La Federación informó que De Luisa fue elegido por unanimidad.

*El señor de Luisa seguirá también ocupando el cargo de co-director de la candidatura conjunta en México para la Copa del Mundo 2026, justa deportiva internacional que es una prioridad para México y todos los integrantes de nuestra Federación", agregó el organismo.

Antes de ser presidente de la Federación, de María fungió como presidente de la liga mexicana durante tres años.

De María tuvo un mandato que se complicó en los últimos años cuando los dueños de los equipos se dividieron en la lucha por los derechos de televisión de la selección mexicana que eventualmente se quedaron con Televisa.

El anuncio sorprendió porque la asamblea de dueños se reunió para discutir la posibilidad de eliminar el ascenso a partir del próximo año futbolístico. El comité de desarrollo había presentado una propuesta para eliminar el descenso durante cuatro años, algo a lo que De María se opuso abiertamente.

"Yo creo que el espíritu del fútbol es precisamente eso, el subir y bajar, es un principio prácticamente universal, pocas ligas en el mundo no lo tienen”, dijo De María hace un par de semanas.

La posibilidad de eliminar el descenso y el ascenso provocó muchas críticas hacia la federación. Equipos de la segunda división protestaron abiertamente la posibilidad de que se les impidiera ascender porque les afectaría económicamente.

Eventualmente la propuesta no fue aceptada por los cuatro años pero sí se aprobó que en los próximos dos años se incremente el número de equipos en la primera división de 18 a 20. A partir del próximo año, el equipo que descienda podría permanecer en la máxima categoría siempre y cuando pague una suma económica que no fue especificada, la cual sería “utilizada en beneficio de ambas divisiones”, dijo el organismo.

Actualmente en México desciende en el peor equipo luego de seis torneos.
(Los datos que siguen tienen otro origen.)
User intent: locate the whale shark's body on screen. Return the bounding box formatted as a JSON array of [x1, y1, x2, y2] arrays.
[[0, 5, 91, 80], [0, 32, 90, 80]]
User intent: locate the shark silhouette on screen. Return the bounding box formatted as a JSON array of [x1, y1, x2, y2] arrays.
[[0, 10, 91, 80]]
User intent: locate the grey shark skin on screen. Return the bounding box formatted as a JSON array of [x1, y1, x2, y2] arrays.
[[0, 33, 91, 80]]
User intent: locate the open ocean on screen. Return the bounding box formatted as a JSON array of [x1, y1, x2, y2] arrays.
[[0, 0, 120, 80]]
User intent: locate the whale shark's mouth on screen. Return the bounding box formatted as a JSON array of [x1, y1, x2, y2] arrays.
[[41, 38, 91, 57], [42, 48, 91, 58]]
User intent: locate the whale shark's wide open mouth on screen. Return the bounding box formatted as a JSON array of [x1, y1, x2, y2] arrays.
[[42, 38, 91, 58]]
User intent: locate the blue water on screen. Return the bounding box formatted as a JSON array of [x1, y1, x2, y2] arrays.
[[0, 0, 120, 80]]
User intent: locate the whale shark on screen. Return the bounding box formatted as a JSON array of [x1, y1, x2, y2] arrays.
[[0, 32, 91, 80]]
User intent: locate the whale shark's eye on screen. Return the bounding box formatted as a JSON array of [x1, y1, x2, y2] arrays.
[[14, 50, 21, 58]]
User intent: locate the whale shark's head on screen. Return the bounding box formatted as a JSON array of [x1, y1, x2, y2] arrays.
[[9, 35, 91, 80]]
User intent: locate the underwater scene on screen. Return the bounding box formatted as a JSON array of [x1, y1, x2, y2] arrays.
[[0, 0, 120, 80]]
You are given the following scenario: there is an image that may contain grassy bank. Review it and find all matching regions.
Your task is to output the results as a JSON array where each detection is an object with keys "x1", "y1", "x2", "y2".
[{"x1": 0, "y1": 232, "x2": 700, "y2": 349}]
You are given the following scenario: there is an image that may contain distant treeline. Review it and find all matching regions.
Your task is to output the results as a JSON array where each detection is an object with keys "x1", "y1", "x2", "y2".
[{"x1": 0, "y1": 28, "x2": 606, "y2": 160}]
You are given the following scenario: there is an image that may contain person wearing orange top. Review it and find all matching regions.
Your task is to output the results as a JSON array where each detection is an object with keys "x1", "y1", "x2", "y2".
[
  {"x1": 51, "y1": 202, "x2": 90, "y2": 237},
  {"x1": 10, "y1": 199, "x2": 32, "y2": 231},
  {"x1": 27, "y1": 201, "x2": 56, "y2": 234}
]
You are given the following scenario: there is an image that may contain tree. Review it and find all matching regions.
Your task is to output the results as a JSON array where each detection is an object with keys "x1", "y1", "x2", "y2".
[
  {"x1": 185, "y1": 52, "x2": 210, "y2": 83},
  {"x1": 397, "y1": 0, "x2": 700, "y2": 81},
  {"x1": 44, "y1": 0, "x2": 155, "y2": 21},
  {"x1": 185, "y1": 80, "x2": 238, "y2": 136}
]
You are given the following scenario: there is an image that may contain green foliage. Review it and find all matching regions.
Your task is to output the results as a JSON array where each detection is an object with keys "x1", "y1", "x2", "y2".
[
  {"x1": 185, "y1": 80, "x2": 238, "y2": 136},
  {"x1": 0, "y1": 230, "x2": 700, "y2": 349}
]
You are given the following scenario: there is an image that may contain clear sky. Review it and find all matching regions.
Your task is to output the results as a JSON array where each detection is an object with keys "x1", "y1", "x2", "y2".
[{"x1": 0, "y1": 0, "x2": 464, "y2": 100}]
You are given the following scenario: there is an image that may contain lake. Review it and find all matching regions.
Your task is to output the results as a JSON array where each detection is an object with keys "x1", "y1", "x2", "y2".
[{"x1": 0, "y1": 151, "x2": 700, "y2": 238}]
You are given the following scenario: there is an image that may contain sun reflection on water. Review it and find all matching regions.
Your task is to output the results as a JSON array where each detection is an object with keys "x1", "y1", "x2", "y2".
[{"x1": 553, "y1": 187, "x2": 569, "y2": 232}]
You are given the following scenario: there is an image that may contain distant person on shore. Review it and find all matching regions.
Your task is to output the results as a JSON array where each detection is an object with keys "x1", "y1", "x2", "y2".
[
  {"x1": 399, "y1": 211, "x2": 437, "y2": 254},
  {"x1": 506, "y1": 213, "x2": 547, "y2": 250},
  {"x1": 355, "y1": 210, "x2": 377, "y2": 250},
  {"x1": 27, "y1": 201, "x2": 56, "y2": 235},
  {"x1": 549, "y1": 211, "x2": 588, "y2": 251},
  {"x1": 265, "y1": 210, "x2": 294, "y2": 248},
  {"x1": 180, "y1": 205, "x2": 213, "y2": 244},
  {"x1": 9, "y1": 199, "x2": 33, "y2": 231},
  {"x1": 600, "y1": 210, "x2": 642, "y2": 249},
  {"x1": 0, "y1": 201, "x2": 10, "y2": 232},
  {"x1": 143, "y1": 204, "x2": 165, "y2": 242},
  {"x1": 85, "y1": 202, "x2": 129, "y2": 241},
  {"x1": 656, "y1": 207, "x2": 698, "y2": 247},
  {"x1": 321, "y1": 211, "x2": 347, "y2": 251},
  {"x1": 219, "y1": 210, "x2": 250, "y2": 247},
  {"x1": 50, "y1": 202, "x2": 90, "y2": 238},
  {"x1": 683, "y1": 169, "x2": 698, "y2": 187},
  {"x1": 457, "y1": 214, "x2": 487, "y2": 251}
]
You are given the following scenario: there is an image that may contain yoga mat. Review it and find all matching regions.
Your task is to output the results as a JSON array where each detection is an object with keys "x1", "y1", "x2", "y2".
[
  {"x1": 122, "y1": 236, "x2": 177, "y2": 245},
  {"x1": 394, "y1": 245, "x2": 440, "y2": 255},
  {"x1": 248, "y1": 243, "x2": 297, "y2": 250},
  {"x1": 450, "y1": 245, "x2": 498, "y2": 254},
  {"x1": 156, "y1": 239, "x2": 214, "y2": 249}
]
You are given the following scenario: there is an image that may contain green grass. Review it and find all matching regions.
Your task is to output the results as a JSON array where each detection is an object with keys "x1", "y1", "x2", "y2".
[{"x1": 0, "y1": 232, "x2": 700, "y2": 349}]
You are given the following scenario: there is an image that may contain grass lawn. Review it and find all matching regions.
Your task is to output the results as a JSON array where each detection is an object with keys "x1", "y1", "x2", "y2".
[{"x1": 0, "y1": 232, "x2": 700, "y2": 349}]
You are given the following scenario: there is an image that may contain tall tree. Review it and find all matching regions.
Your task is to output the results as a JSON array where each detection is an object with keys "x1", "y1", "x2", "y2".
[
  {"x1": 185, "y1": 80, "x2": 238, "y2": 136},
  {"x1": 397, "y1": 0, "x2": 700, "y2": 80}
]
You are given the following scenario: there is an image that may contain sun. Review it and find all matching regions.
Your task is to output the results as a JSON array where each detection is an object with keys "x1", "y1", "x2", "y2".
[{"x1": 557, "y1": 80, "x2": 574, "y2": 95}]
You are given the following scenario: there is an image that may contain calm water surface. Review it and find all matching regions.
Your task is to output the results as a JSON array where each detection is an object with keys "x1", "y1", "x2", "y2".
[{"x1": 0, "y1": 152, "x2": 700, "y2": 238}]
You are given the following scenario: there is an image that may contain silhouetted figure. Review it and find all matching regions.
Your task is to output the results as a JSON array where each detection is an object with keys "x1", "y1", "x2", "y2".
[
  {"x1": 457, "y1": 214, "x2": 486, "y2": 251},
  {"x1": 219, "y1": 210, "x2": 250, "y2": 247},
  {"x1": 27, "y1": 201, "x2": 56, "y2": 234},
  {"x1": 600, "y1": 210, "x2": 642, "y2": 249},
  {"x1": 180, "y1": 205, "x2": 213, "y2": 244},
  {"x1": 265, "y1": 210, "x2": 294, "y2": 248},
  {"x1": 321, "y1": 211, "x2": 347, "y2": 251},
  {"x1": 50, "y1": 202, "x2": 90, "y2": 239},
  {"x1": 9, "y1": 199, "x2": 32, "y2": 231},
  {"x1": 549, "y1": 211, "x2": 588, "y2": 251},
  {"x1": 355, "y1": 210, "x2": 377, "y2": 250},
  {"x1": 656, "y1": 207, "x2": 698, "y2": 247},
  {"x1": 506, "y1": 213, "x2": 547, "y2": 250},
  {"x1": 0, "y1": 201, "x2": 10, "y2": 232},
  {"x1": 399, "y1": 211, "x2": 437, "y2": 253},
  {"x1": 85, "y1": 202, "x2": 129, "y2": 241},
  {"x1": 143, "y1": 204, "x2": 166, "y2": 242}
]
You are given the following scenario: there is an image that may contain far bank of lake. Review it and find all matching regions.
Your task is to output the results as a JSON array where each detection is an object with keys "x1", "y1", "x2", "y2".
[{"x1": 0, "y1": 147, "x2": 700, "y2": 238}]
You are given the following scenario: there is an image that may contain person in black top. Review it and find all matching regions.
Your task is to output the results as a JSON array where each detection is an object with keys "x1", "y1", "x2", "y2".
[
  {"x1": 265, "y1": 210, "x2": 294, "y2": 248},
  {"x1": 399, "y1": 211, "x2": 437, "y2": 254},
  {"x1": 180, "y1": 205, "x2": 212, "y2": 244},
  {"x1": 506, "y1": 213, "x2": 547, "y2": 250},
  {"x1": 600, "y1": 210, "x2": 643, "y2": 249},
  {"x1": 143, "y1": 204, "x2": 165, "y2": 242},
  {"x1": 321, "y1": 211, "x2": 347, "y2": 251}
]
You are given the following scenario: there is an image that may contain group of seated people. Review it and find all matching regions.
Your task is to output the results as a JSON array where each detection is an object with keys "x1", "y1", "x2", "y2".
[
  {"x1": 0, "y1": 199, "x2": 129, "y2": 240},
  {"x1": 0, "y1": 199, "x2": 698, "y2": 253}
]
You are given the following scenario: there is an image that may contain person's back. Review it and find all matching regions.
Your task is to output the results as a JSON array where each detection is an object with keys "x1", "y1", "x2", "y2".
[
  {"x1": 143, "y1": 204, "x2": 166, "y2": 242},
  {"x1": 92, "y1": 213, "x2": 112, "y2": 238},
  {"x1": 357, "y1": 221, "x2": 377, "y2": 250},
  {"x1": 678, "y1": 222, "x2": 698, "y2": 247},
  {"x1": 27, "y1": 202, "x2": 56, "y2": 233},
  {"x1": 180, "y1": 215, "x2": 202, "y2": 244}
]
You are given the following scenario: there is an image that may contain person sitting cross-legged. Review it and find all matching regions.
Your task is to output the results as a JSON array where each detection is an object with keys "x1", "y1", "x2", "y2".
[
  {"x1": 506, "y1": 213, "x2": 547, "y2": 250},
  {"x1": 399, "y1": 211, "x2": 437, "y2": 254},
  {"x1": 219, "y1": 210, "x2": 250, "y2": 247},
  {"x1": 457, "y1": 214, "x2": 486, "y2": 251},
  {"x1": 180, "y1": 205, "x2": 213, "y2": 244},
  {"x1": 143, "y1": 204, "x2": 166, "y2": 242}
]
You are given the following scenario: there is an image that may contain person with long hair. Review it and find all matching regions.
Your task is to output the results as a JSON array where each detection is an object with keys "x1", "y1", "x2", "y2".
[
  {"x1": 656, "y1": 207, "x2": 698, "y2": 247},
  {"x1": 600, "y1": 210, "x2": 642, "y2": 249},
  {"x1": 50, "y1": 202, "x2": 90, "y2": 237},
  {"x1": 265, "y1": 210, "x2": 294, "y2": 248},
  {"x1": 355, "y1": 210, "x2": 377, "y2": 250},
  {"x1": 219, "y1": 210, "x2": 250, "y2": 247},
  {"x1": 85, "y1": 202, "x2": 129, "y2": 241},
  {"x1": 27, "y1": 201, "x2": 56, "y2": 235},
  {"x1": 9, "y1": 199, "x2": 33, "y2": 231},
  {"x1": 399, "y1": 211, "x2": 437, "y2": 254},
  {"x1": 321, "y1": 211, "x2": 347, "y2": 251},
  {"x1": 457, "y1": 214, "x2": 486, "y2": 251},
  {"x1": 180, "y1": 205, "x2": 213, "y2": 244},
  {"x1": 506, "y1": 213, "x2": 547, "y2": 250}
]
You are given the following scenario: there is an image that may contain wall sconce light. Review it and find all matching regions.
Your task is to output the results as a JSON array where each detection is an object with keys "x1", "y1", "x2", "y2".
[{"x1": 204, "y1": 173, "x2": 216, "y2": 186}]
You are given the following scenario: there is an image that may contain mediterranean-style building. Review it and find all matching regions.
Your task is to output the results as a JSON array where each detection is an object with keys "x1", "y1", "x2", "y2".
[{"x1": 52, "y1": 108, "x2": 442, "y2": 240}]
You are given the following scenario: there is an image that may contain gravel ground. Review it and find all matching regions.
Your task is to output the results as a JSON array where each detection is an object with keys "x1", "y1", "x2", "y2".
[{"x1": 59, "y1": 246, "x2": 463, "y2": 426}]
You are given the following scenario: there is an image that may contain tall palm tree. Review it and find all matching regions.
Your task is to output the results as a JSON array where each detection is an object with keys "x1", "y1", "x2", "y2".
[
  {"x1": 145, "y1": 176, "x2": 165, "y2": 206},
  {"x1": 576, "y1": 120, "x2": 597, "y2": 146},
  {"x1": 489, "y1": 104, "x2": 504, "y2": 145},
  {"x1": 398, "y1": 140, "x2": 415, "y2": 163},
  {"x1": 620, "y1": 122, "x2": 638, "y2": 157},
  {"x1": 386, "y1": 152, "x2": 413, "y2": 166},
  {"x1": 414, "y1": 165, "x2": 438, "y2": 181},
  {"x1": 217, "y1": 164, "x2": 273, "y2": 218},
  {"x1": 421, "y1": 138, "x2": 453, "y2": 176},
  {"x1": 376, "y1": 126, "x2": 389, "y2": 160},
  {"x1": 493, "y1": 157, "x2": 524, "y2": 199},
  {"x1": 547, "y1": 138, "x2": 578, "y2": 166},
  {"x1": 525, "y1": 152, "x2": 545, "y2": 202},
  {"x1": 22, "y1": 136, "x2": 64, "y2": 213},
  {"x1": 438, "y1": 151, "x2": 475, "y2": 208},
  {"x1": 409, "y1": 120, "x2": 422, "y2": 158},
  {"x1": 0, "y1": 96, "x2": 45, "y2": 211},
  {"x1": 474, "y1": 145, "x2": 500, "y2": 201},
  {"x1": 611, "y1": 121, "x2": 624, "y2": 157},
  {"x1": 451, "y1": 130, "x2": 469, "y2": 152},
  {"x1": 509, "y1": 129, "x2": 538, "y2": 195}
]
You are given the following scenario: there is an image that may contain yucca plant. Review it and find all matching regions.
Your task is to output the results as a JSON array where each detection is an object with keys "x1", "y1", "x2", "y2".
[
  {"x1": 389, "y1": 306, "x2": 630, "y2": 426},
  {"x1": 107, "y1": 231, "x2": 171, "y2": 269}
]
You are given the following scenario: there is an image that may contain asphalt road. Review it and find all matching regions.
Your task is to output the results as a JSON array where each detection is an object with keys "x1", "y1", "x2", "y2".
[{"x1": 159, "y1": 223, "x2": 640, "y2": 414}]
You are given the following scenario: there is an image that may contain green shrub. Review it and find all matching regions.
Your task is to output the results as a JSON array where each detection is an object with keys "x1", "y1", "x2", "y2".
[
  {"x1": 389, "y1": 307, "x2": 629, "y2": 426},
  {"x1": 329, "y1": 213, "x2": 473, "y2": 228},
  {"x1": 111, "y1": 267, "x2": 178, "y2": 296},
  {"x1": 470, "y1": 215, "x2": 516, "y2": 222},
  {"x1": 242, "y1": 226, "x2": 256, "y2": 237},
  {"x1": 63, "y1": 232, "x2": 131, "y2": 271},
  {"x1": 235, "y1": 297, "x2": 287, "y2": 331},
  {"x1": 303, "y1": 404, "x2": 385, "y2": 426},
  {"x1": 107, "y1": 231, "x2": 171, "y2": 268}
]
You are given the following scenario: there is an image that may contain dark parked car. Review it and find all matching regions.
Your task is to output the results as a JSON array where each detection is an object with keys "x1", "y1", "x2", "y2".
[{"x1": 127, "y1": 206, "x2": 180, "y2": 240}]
También se informó que el ascenso sólo se le permitirá a los equipos que cumplan con los requisitos del reglamento interno de la Federación Mexicana. Eso también abre la puerta para que el equipo que descienda conserve su lugar en la máxima categoría.

No se dieron a conocer detalles específicos sobre todos los requisitos del reglamento interno, pero en el actual contempla, entre otros, que el equipo que ascienda posea un estadio con una capacidad mínima de 20.000 espectadores. En esta temporada sólo seis equipos de la liga de ascenso cumplen con ese requisito.